On 29 November, Vadim Vasiliev, Doctor of Sciences in Philosophy, Head of the Department of History of International Philosophy, Lomonosov Moscow State University, Corresponding member of the Russian Academy of Sciences, gave a lecture for the participants of the Second International Philosophy Olympiad for Students. The expert highlighted the four paradoxes of Kantian philosophy.

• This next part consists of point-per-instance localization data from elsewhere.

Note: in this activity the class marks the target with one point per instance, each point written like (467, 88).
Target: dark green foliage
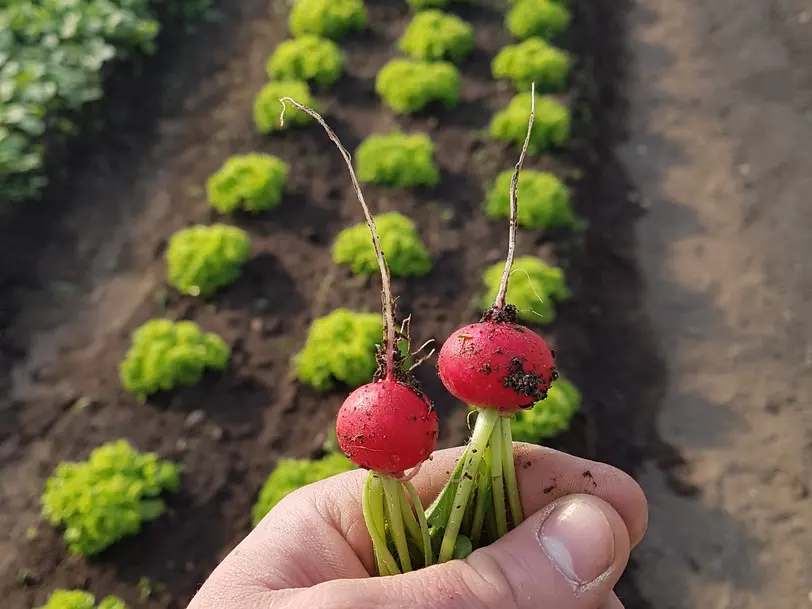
(400, 242)
(251, 182)
(434, 35)
(407, 85)
(166, 354)
(550, 129)
(544, 200)
(531, 61)
(202, 259)
(327, 18)
(107, 497)
(309, 58)
(397, 160)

Vadim Vasiliev, Doctor of Sciences in Philosophy, Head of the Department of History of International Philosophy, Lomonosov Moscow State University: |
Immanuel Kant was a revolutionary in philosophy. His contemporaries perceived his works as something completely new and radical. But the paradoxical nature of Kant’s philosophy is connected not only with his innovativeness, but also with the profound nature of his ideas, for they may not be what they seem. For example, Kantian things-in-themselves may not be as unknowable as they appear, and Kantian ethics, which look like an abstract theory, actually have direct implications for practice. Kant’s criticism of the ontological argument for the existence of God can at the same time be seen as a defence of this evidence, and his aesthetic theory explains the phenomena of modern art. |
The lecture took place in the IKBFU Rare Book Library, which has more than 8,000 antiquated volumes, including exemplars from the Library of Martin von Wallenrodt, as well as domestic pre-revolutionary literature.